From: Martin Schwidefsky <[email protected]>
In order to change the layout of the page tables after an mmap has
crossed the adress space limit of the current page table layout a
architecture hook in get_unmapped_area is needed. The arguments
are the address of the new mapping and the length of it.
Cc: Benjamin Herrenschmidt <[email protected]>
Signed-off-by: Martin Schwidefsky <[email protected]>
---
mm/mmap.c | 6 +++++-
1 file changed, 5 insertions(+), 1 deletion(-)
Index: linux-2.6/mm/mmap.c
===================================================================
--- linux-2.6.orig/mm/mmap.c
+++ linux-2.6/mm/mmap.c
@@ -36,6 +36,10 @@
#define arch_mmap_check(addr, len, flags) (0)
#endif
+#ifndef arch_rebalance_pgtables
+#define arch_rebalance_pgtables(addr, len) (addr)
+#endif
+
static void unmap_region(struct mm_struct *mm,
struct vm_area_struct *vma, struct vm_area_struct *prev,
unsigned long start, unsigned long end);
@@ -1436,7 +1440,7 @@ get_unmapped_area(struct file *file, uns
if (addr & ~PAGE_MASK)
return -EINVAL;
- return addr;
+ return arch_rebalance_pgtables(addr, len);
}
EXPORT_SYMBOL(get_unmapped_area);
--
blue skies,
Martin.
"Reality continues to ruin my life." - Calvin.

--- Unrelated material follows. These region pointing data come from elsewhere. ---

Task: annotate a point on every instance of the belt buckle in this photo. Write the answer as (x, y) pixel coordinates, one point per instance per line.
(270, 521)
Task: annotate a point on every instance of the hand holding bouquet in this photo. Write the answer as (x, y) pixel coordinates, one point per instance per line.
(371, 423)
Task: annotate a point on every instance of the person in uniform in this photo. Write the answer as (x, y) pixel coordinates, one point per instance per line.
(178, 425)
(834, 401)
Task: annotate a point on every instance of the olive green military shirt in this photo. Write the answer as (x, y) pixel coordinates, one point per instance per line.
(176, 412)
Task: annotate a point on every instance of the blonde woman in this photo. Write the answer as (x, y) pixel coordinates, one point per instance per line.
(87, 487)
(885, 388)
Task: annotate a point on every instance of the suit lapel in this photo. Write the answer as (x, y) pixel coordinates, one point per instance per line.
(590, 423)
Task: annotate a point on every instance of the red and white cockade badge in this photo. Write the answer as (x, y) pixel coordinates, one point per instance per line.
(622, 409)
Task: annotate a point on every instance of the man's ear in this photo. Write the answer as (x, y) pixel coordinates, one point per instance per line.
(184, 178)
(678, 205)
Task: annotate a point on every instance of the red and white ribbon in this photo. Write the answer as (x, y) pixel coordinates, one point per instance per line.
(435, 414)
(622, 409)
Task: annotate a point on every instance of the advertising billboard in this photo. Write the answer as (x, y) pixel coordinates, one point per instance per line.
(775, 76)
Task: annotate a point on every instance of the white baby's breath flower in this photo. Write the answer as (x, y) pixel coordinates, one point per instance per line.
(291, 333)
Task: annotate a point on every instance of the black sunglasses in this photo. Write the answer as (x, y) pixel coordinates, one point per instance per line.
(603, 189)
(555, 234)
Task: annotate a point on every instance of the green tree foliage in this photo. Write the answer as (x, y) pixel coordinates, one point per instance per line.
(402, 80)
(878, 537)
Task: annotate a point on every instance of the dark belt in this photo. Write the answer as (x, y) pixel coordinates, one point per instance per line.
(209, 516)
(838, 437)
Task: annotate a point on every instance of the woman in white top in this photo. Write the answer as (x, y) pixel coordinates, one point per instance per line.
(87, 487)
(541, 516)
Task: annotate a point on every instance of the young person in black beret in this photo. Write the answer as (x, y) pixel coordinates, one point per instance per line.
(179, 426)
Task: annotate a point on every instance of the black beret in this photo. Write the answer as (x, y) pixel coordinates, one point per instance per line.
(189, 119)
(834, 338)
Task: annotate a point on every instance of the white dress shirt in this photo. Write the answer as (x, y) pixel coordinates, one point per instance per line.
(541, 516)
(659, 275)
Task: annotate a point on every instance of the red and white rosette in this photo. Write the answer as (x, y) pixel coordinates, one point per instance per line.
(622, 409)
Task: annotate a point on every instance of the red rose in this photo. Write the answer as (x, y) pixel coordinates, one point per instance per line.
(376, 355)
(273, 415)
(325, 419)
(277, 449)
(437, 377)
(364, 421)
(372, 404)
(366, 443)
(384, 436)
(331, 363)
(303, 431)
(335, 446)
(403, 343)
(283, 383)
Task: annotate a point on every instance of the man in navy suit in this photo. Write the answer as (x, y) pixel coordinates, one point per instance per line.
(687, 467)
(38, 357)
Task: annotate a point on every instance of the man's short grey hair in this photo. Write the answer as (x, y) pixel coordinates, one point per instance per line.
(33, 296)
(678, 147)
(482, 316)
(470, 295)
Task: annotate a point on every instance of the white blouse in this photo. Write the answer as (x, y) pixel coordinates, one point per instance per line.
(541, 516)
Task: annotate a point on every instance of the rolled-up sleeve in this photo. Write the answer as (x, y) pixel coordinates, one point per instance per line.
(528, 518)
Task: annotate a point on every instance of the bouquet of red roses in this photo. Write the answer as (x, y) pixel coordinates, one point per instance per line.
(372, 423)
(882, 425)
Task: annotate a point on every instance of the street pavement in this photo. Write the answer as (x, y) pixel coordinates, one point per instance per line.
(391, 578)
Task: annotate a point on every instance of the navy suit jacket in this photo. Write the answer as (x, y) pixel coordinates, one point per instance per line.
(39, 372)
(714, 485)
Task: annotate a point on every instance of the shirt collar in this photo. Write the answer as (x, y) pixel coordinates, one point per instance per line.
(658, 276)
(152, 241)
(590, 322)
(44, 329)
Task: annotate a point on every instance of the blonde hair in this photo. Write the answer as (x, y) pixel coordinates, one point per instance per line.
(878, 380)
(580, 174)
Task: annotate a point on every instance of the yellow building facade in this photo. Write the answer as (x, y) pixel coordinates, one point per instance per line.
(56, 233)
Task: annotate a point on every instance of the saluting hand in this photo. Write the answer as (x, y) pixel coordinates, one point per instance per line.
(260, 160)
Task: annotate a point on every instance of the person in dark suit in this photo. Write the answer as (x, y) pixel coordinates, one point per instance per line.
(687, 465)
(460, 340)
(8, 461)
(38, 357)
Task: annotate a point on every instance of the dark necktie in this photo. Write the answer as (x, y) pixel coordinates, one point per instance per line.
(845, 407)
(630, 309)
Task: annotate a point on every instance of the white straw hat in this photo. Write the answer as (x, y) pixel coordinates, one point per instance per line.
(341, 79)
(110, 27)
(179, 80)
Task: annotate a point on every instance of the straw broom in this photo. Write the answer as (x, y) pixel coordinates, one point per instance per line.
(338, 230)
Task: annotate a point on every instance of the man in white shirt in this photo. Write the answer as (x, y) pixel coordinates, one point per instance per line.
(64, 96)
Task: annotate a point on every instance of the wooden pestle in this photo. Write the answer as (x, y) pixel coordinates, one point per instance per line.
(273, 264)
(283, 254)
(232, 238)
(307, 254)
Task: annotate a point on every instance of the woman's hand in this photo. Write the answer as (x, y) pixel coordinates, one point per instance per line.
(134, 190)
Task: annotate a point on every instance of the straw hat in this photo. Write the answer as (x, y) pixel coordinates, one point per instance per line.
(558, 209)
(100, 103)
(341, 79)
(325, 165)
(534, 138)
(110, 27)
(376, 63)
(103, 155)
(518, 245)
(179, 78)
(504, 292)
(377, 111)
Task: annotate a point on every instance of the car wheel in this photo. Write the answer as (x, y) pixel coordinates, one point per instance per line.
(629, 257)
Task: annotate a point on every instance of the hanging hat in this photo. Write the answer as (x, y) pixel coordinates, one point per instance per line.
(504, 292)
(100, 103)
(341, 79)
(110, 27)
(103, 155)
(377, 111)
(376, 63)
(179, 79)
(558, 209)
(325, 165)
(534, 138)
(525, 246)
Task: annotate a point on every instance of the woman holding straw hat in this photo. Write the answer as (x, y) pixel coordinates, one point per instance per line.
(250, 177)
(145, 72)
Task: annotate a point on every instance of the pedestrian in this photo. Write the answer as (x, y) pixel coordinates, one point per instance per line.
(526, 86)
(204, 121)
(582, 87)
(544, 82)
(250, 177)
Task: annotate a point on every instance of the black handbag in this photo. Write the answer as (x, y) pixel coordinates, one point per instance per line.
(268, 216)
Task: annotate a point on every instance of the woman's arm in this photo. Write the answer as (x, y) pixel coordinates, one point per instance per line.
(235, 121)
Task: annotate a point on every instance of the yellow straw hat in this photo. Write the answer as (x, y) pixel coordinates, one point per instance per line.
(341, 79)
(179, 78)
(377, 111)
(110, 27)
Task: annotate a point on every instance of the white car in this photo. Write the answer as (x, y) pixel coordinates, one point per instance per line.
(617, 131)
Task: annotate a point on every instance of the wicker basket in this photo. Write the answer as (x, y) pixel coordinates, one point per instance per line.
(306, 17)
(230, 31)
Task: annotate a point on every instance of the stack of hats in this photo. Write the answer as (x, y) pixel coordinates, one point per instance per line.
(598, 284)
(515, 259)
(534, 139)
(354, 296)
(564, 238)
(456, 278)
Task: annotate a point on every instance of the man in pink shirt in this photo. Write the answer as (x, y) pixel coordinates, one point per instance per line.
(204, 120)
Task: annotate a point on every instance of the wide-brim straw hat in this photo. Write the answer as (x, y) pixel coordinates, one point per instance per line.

On Tuesday 13 November 2007 01:30, [email protected] wrote:
> From: Martin Schwidefsky <[email protected]>
>
> In order to change the layout of the page tables after an mmap has
> crossed the adress space limit of the current page table layout a
> architecture hook in get_unmapped_area is needed. The arguments
> are the address of the new mapping and the length of it.
Can you comment what this is supposed to be fore somewhere?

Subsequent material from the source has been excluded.